Deshalb entschied ich mich, einen Artikel zur Funktionsweise der SSD zu schreiben. Wenn wir genau verstehen, wie eine SSD funktioniert, ist auch nachvollziehbar, wieso sie sich abnutzt. Aber auch andere Fragen, die sich häufig zu SSDs stellen machen dann Sinn. Beispielsweise wieso SSDs tatsächlich langsamer werden können, wenn sie nicht mehr über viel Speicherplatz verfügen.
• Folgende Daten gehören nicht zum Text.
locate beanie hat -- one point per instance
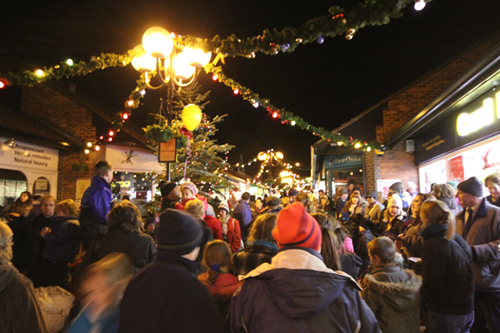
(192, 187)
(395, 200)
(472, 186)
(166, 188)
(178, 232)
(273, 201)
(224, 206)
(295, 227)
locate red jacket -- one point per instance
(234, 238)
(215, 225)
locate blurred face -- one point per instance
(494, 190)
(258, 203)
(187, 194)
(108, 176)
(47, 207)
(25, 211)
(23, 197)
(394, 211)
(415, 205)
(467, 200)
(97, 294)
(151, 227)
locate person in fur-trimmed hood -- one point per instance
(391, 292)
(296, 292)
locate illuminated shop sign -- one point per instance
(468, 123)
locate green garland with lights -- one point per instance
(271, 42)
(285, 116)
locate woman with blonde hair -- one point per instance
(217, 277)
(448, 285)
(102, 290)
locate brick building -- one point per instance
(388, 122)
(53, 122)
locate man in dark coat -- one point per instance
(297, 292)
(19, 311)
(96, 204)
(479, 225)
(165, 296)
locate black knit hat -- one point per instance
(472, 186)
(178, 232)
(273, 201)
(166, 188)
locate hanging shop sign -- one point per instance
(24, 155)
(476, 121)
(167, 151)
(342, 161)
(132, 159)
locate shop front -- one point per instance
(341, 170)
(26, 167)
(465, 144)
(129, 166)
(457, 136)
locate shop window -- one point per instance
(12, 184)
(41, 186)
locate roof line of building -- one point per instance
(415, 82)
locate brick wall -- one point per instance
(396, 164)
(74, 119)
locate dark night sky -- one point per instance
(326, 84)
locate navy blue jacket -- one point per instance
(300, 300)
(98, 197)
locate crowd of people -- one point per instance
(300, 263)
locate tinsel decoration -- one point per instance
(271, 42)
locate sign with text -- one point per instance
(167, 151)
(132, 159)
(342, 161)
(27, 155)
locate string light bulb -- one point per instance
(419, 5)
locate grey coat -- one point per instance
(484, 239)
(393, 295)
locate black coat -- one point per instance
(448, 281)
(138, 246)
(166, 297)
(63, 242)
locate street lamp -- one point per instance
(174, 67)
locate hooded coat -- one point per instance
(298, 293)
(393, 295)
(19, 311)
(484, 238)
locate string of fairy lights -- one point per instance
(270, 42)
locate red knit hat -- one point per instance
(295, 227)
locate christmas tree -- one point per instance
(204, 166)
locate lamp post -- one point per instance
(174, 67)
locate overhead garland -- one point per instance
(337, 22)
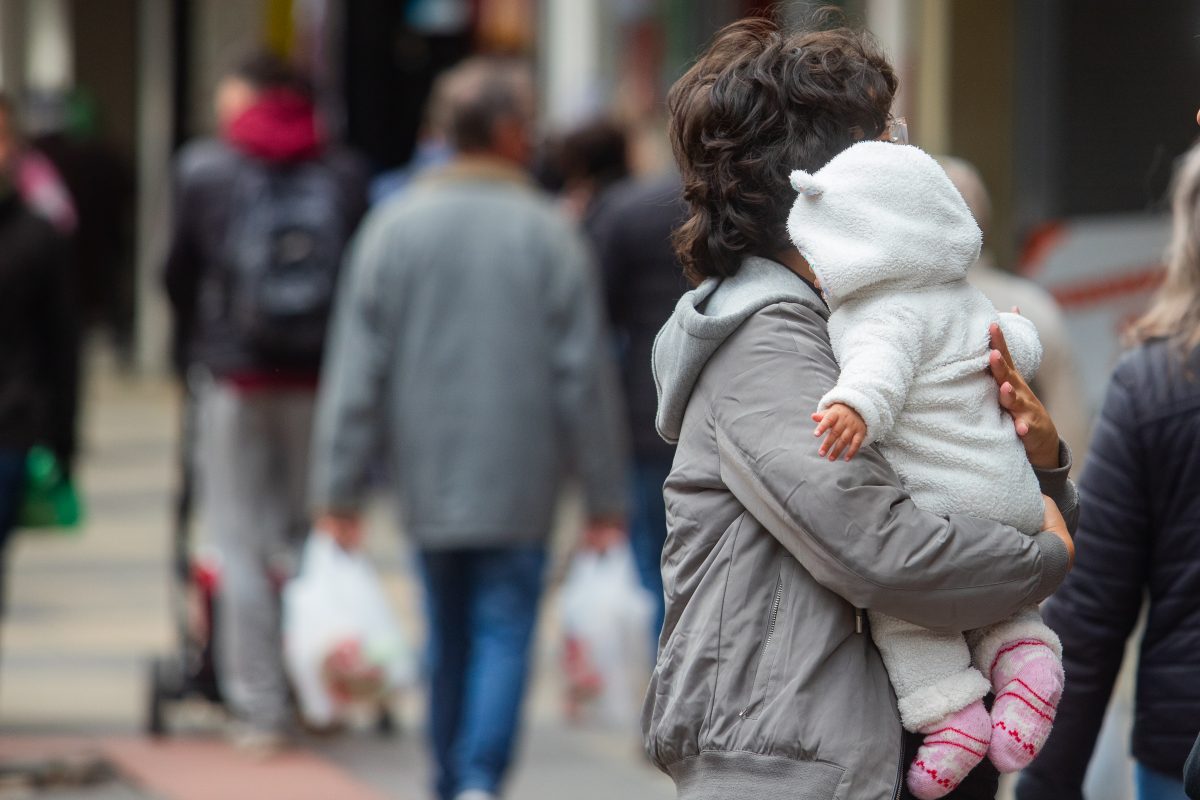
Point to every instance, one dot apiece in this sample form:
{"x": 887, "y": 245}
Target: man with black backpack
{"x": 262, "y": 216}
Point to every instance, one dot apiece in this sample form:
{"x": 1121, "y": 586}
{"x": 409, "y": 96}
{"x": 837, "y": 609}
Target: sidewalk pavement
{"x": 88, "y": 612}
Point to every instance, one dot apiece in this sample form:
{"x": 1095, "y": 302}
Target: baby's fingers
{"x": 822, "y": 421}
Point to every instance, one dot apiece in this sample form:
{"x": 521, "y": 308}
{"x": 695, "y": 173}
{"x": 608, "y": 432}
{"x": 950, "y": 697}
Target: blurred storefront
{"x": 1045, "y": 96}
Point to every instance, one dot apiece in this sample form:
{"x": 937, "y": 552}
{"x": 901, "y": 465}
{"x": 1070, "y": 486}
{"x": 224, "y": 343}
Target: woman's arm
{"x": 850, "y": 523}
{"x": 1048, "y": 453}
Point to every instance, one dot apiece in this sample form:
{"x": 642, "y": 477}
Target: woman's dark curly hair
{"x": 757, "y": 104}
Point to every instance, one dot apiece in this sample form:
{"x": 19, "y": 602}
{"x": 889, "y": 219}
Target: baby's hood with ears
{"x": 881, "y": 215}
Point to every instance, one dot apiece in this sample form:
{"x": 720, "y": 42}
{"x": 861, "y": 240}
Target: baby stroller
{"x": 190, "y": 674}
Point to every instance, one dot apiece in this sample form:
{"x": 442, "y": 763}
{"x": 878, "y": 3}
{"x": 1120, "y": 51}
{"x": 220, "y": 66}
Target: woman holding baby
{"x": 789, "y": 554}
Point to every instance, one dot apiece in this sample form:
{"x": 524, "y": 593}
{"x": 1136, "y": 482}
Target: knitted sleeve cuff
{"x": 1055, "y": 561}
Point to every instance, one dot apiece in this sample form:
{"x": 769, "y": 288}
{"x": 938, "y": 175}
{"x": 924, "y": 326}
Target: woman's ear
{"x": 805, "y": 184}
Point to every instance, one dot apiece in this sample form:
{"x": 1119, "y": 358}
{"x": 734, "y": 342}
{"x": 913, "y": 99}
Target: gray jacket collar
{"x": 705, "y": 318}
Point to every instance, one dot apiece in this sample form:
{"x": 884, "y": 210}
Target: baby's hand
{"x": 846, "y": 431}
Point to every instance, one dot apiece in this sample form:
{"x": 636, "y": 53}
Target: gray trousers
{"x": 253, "y": 473}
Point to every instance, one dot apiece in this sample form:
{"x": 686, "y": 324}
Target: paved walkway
{"x": 88, "y": 612}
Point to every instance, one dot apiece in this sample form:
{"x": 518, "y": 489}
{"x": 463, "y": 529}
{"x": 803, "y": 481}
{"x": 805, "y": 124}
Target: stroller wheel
{"x": 385, "y": 723}
{"x": 157, "y": 696}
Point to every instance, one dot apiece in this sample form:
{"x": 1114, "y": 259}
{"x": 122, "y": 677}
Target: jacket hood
{"x": 881, "y": 214}
{"x": 281, "y": 127}
{"x": 705, "y": 318}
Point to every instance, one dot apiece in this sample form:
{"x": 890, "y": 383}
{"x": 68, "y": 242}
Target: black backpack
{"x": 285, "y": 246}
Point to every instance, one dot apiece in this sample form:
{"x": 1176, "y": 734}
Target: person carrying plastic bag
{"x": 341, "y": 643}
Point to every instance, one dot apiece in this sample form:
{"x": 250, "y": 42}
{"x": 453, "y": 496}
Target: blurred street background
{"x": 1074, "y": 144}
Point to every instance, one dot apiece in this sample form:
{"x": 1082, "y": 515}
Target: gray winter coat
{"x": 766, "y": 684}
{"x": 469, "y": 341}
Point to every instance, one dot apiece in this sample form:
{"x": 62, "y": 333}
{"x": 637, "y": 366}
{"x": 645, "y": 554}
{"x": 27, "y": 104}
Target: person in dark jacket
{"x": 262, "y": 215}
{"x": 39, "y": 347}
{"x": 1192, "y": 773}
{"x": 1139, "y": 540}
{"x": 631, "y": 229}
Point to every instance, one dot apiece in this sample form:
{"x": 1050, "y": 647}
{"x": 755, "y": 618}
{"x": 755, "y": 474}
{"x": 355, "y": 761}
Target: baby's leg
{"x": 1023, "y": 660}
{"x": 941, "y": 696}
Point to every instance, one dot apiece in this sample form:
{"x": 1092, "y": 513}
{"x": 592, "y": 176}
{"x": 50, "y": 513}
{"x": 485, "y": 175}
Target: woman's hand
{"x": 1054, "y": 523}
{"x": 1033, "y": 425}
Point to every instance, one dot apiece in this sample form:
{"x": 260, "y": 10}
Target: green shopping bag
{"x": 51, "y": 499}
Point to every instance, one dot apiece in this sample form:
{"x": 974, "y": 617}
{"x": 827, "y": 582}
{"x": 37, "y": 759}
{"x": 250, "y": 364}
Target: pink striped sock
{"x": 1027, "y": 678}
{"x": 953, "y": 747}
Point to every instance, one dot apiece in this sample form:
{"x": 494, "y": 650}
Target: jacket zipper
{"x": 900, "y": 764}
{"x": 771, "y": 632}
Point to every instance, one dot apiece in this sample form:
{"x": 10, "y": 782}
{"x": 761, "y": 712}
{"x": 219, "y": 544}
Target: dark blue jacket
{"x": 1139, "y": 537}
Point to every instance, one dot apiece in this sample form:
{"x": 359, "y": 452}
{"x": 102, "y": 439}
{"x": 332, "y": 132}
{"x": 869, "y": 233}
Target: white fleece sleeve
{"x": 879, "y": 350}
{"x": 1024, "y": 343}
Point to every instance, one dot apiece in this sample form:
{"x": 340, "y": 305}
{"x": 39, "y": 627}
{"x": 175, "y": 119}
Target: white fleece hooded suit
{"x": 891, "y": 240}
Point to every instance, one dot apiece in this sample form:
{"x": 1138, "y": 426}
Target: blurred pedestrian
{"x": 262, "y": 215}
{"x": 631, "y": 230}
{"x": 1057, "y": 383}
{"x": 469, "y": 336}
{"x": 35, "y": 176}
{"x": 39, "y": 343}
{"x": 591, "y": 158}
{"x": 1138, "y": 535}
{"x": 101, "y": 181}
{"x": 432, "y": 148}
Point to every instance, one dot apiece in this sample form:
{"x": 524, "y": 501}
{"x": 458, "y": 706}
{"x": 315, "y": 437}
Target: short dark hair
{"x": 480, "y": 92}
{"x": 265, "y": 71}
{"x": 597, "y": 151}
{"x": 759, "y": 103}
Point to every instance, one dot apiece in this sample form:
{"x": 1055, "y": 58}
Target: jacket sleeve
{"x": 1192, "y": 773}
{"x": 879, "y": 358}
{"x": 1097, "y": 607}
{"x": 60, "y": 342}
{"x": 353, "y": 383}
{"x": 184, "y": 265}
{"x": 587, "y": 392}
{"x": 850, "y": 523}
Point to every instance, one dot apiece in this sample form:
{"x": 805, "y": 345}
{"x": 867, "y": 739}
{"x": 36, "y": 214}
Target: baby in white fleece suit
{"x": 891, "y": 240}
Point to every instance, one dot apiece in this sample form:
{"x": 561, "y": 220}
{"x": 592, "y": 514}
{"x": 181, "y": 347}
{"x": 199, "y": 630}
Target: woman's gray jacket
{"x": 767, "y": 685}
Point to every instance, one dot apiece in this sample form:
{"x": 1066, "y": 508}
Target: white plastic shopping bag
{"x": 606, "y": 624}
{"x": 341, "y": 643}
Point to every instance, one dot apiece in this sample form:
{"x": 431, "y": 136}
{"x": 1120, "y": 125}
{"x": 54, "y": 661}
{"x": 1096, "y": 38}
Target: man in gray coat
{"x": 469, "y": 338}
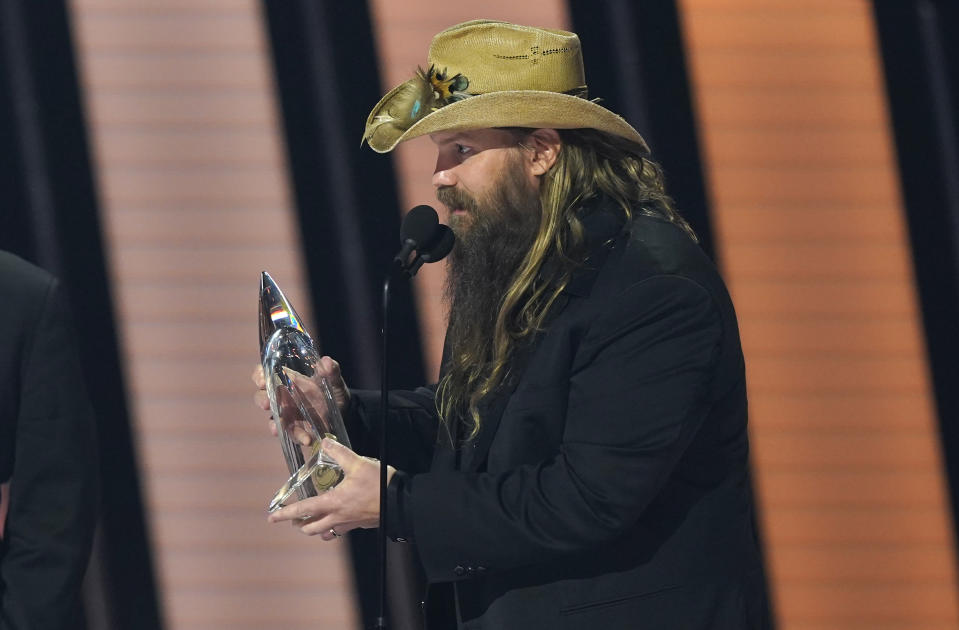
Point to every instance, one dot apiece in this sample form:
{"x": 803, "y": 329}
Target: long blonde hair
{"x": 590, "y": 164}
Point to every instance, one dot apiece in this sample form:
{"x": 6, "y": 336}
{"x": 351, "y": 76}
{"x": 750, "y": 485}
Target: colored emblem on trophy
{"x": 301, "y": 401}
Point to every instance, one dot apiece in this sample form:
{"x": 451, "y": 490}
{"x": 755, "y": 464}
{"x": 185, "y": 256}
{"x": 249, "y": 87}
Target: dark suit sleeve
{"x": 413, "y": 425}
{"x": 639, "y": 390}
{"x": 53, "y": 486}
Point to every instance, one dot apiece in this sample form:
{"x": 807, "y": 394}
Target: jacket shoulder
{"x": 21, "y": 280}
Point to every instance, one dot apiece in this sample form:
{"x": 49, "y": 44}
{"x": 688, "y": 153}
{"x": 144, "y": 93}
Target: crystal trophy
{"x": 300, "y": 398}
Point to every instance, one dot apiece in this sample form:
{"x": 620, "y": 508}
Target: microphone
{"x": 437, "y": 249}
{"x": 418, "y": 227}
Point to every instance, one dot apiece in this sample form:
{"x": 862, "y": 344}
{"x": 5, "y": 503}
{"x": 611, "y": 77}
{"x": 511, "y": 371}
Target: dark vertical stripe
{"x": 51, "y": 206}
{"x": 636, "y": 62}
{"x": 326, "y": 73}
{"x": 920, "y": 56}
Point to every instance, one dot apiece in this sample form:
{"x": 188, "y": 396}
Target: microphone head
{"x": 419, "y": 225}
{"x": 441, "y": 245}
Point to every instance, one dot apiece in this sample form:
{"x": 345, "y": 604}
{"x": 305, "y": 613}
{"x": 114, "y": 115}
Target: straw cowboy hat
{"x": 483, "y": 74}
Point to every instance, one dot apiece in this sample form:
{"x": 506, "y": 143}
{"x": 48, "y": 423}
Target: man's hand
{"x": 326, "y": 368}
{"x": 355, "y": 502}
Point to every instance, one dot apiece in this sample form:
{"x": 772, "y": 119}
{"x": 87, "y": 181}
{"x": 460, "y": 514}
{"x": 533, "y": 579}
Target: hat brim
{"x": 515, "y": 108}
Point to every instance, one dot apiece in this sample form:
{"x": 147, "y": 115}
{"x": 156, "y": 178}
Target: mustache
{"x": 451, "y": 197}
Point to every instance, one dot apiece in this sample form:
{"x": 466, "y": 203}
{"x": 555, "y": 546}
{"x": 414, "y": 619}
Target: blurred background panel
{"x": 195, "y": 203}
{"x": 811, "y": 228}
{"x": 158, "y": 155}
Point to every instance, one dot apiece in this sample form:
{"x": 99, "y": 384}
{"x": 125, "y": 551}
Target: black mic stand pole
{"x": 381, "y": 623}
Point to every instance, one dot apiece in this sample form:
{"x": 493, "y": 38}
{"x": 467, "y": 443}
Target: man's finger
{"x": 339, "y": 453}
{"x": 258, "y": 378}
{"x": 261, "y": 400}
{"x": 299, "y": 511}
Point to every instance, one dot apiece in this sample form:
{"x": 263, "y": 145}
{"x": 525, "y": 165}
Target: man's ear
{"x": 544, "y": 146}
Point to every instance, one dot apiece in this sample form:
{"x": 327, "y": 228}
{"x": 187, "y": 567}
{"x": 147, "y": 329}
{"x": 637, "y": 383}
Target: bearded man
{"x": 582, "y": 461}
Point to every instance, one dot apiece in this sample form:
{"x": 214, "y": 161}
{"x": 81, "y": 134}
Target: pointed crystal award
{"x": 300, "y": 398}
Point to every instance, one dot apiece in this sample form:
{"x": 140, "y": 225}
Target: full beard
{"x": 493, "y": 239}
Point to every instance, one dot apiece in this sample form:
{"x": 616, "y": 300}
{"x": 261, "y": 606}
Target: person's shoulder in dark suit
{"x": 47, "y": 453}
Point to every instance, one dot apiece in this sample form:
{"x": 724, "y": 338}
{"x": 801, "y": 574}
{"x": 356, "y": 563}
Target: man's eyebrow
{"x": 453, "y": 138}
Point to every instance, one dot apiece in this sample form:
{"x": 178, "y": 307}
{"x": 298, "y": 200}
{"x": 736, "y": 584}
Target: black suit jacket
{"x": 47, "y": 452}
{"x": 608, "y": 484}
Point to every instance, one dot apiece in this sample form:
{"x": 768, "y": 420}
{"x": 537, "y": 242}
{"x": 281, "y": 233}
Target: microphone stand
{"x": 381, "y": 623}
{"x": 444, "y": 238}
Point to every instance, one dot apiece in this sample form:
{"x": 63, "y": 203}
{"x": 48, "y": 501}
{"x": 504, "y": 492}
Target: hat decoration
{"x": 429, "y": 90}
{"x": 517, "y": 76}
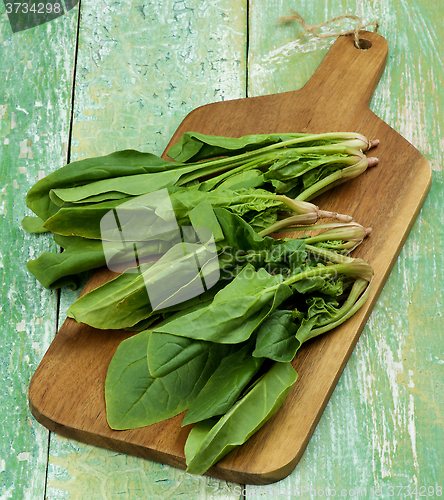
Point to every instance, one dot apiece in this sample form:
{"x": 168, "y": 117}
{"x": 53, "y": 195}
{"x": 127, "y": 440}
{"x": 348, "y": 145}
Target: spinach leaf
{"x": 134, "y": 398}
{"x": 118, "y": 164}
{"x": 57, "y": 269}
{"x": 224, "y": 386}
{"x": 276, "y": 337}
{"x": 194, "y": 146}
{"x": 206, "y": 443}
{"x": 236, "y": 310}
{"x": 124, "y": 301}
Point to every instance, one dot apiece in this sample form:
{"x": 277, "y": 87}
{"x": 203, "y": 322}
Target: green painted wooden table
{"x": 111, "y": 75}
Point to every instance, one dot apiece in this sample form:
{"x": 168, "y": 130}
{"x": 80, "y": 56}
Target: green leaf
{"x": 123, "y": 302}
{"x": 195, "y": 146}
{"x": 33, "y": 225}
{"x": 239, "y": 234}
{"x": 115, "y": 188}
{"x": 224, "y": 386}
{"x": 203, "y": 216}
{"x": 135, "y": 399}
{"x": 276, "y": 337}
{"x": 206, "y": 445}
{"x": 118, "y": 164}
{"x": 236, "y": 311}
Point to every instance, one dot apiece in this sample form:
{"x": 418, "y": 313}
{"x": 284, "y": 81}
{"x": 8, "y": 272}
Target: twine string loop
{"x": 314, "y": 28}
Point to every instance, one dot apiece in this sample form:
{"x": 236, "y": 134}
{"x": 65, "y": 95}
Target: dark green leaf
{"x": 135, "y": 399}
{"x": 207, "y": 444}
{"x": 276, "y": 337}
{"x": 224, "y": 386}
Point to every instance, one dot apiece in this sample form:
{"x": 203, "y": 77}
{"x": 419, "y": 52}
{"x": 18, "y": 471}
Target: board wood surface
{"x": 66, "y": 394}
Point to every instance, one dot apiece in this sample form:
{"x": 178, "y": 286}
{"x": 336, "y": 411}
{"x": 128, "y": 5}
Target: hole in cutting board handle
{"x": 364, "y": 43}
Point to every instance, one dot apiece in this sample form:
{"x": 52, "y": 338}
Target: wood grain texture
{"x": 36, "y": 72}
{"x": 70, "y": 400}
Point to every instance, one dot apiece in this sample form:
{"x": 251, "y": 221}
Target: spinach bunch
{"x": 220, "y": 343}
{"x": 246, "y": 175}
{"x": 227, "y": 359}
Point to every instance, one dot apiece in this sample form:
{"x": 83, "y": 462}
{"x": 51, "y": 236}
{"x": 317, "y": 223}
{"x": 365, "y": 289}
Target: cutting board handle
{"x": 347, "y": 76}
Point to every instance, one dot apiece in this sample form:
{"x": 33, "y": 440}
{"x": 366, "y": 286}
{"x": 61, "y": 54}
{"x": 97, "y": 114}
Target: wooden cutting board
{"x": 66, "y": 394}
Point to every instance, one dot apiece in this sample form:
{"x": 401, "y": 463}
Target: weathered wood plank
{"x": 36, "y": 71}
{"x": 141, "y": 69}
{"x": 382, "y": 429}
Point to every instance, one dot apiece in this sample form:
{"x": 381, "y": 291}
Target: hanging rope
{"x": 314, "y": 28}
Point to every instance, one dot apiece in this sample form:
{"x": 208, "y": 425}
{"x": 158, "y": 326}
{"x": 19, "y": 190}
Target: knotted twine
{"x": 313, "y": 28}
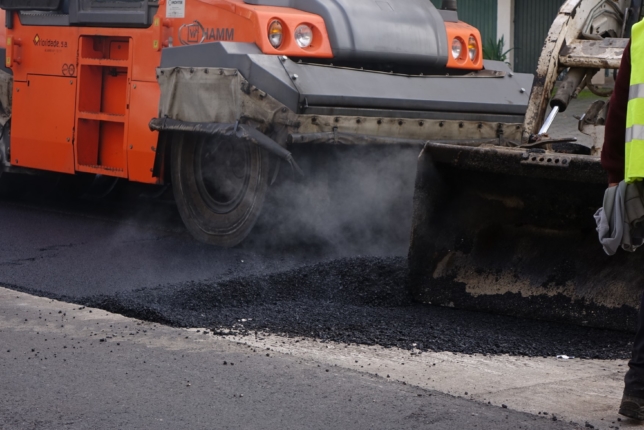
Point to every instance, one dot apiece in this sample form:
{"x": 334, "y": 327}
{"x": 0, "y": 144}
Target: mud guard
{"x": 492, "y": 234}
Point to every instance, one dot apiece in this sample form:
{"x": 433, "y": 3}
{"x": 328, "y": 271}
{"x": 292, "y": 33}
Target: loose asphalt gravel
{"x": 354, "y": 300}
{"x": 134, "y": 257}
Aber genug der Vorrede. Tauchen wir ein in die Materie. Eine kleine Vorwarnung: Es wird zum Teil sehr technisch. Eine Solid State Drive besteht aus der Platine mit Interface (Bsp.: SATA, PCIe, SATA-Express), NAND-Flash-Speicher, je nach SSD mit Cache-Speicher, Controller und der darauf befindlichen Firmware. Angesteuert wird die SSD über ein Protokoll (AHCI oder NVMe). Beginnen wir mit dem NAND-Flash.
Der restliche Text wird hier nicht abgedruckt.